Pengalamanku selama di Turki telah membuka banyak hal yang membuatku mengerti apa yang telah
kualami hingga saat ini. Ketakutan-ketakutan telah menemukan kata-katanya
sehingga bisa diartikulasikan. Kunjunganku ke Konya telah membuka banyak tabir
pengalaman pahit hingga bisa diungkapkan.
“Pada awalnya karena aku takut
didominasi, apalagi membawa-bawa agama sebagai pembenaran” jawabku. Ayla tertawa, “Aku bisa memahamimu?” Ia lalu menceritakan
kisah hidupnya sendiri, “Kamu tahu? didalam keluargaku suamiku sangat dominan.
Pada awalnya aku merasa begitu sulit karena aku harus berjuang melawan dominasi
itu, tapi kemudian aku merasa percuma karena Ia tetap tak bisa berubah. Kupikir
mungkin itu sudah wataknya, watak laki-laki pada umumnya. Mereka sepertinya tak
bisa hidup tanpa kekuasaan. Akhirnya aku mengalah demi keutuhan keluarga. Aku
berada dibelakang dia. Walaupun begitu bukan berarti aku tidak berdaya karena
keputusan itu kuambil dengan kesadaran penuh dan bukan tanpa pengetahuan. Aku
tetap menjadi diriku sendiri.”
“Ya, kupikir karena budaya yang
berkembang selama bertahun-tahun memang mengkondisikan laki-laki untuk seperti
itu. Jadi bukan sepenuhnya salah mereka. Mereka diajarkan untuk memandang kekuasaan
sebagai dominasi terhadap orang lain bukan bagaimana bekerja sama dengan orang
lain dan tumbuh bersama-sama. Pada kasusmu, aku tidak melihat kau tidak
berdaya, Ayla.”
“Ya, aku juga tidak berasa begitu.
Kamu tahu, walaupun suamiku suka mendominasi tapi aku mengakui dia suami yang
baik. Dia sangat bertanggung jawab,” puji Ayla. Sejenak kami berhenti berbicara
karena menikmati minuman masing-masing. Coklat panas dan kopi panas.

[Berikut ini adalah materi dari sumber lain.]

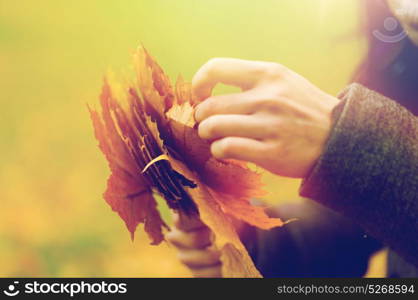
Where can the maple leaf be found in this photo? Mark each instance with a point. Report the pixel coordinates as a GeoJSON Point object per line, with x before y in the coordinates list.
{"type": "Point", "coordinates": [147, 134]}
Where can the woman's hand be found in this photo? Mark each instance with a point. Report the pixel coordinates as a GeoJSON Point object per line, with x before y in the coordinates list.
{"type": "Point", "coordinates": [193, 241]}
{"type": "Point", "coordinates": [279, 121]}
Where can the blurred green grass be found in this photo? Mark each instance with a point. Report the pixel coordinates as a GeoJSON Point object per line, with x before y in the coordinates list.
{"type": "Point", "coordinates": [53, 55]}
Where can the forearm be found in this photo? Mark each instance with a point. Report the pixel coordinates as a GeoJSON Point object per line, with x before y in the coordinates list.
{"type": "Point", "coordinates": [369, 169]}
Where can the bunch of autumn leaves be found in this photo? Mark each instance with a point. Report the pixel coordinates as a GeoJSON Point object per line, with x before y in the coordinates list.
{"type": "Point", "coordinates": [146, 132]}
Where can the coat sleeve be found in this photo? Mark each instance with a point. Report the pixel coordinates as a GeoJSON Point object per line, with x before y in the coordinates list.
{"type": "Point", "coordinates": [368, 171]}
{"type": "Point", "coordinates": [320, 243]}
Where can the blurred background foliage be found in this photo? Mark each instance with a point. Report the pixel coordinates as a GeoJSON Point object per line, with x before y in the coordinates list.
{"type": "Point", "coordinates": [53, 55]}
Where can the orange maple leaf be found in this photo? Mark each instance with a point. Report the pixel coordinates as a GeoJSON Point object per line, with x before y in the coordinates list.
{"type": "Point", "coordinates": [147, 134]}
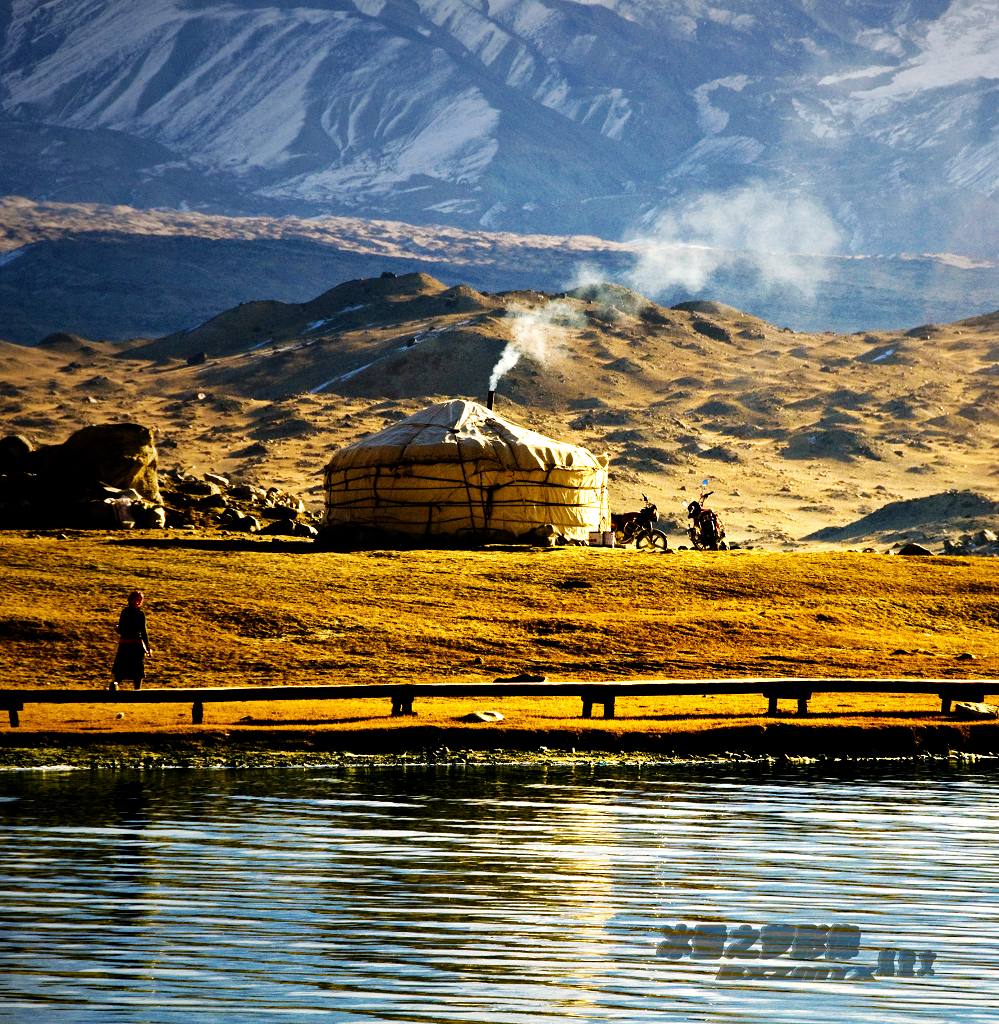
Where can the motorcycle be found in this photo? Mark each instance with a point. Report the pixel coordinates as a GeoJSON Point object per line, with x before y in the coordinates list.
{"type": "Point", "coordinates": [705, 530]}
{"type": "Point", "coordinates": [639, 526]}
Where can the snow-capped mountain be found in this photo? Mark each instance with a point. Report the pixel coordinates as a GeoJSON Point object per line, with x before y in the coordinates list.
{"type": "Point", "coordinates": [608, 117]}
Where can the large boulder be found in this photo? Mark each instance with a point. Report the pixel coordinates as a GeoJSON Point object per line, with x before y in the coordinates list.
{"type": "Point", "coordinates": [116, 455]}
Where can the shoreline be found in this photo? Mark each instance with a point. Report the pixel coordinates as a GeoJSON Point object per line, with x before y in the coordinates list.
{"type": "Point", "coordinates": [441, 744]}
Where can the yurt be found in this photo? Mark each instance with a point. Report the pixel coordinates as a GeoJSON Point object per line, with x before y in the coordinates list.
{"type": "Point", "coordinates": [458, 469]}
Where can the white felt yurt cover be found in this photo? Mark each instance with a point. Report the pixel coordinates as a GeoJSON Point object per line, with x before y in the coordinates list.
{"type": "Point", "coordinates": [458, 468]}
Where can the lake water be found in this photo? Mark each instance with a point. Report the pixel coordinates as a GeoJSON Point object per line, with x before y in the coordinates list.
{"type": "Point", "coordinates": [504, 894]}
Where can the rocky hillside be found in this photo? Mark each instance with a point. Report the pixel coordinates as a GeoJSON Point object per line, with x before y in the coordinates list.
{"type": "Point", "coordinates": [796, 432]}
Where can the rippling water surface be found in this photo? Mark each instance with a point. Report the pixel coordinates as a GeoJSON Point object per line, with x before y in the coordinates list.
{"type": "Point", "coordinates": [498, 895]}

“Naj, lebih baik kamu menikah dengan dervish saja,” usul Ayla tiba-tiba.
Aku spontan ngakak karena tidak
berpikir kearah sana, “Kenapa begitu?” tanyaku.
“Setidaknya cara berpikir mereka sudah
lebih maju dibanding laki-laki kebanyakan.”
“So, menurutmu mereka lebih bisa
menghargai perempuan?”
“Ya, itu yang kupikirkan.”
“Well, walaupun tak semua dervish atau Sufi terbebas dari kecenderungan untuk memandang
rendah perempuan tapi setidaknya mereka terus berjuang untuk menundukkan
egonya. So, oke, usulmu, kupertimbangkan,” jawabku. Kami berdua lalu
tertawa. Seorang laki-laki dan perempuan dimeja sebelah yang tampaknya sejak
tadi ikut mendengarkan pembicaraan kami yang begitu serius akhirnya menoleh.
Namun kami tetap saja tertawa.
“Kurasa orang disebelah kita
mendengarkan apa yang kita bicarakan,” bisikku pada Ayla.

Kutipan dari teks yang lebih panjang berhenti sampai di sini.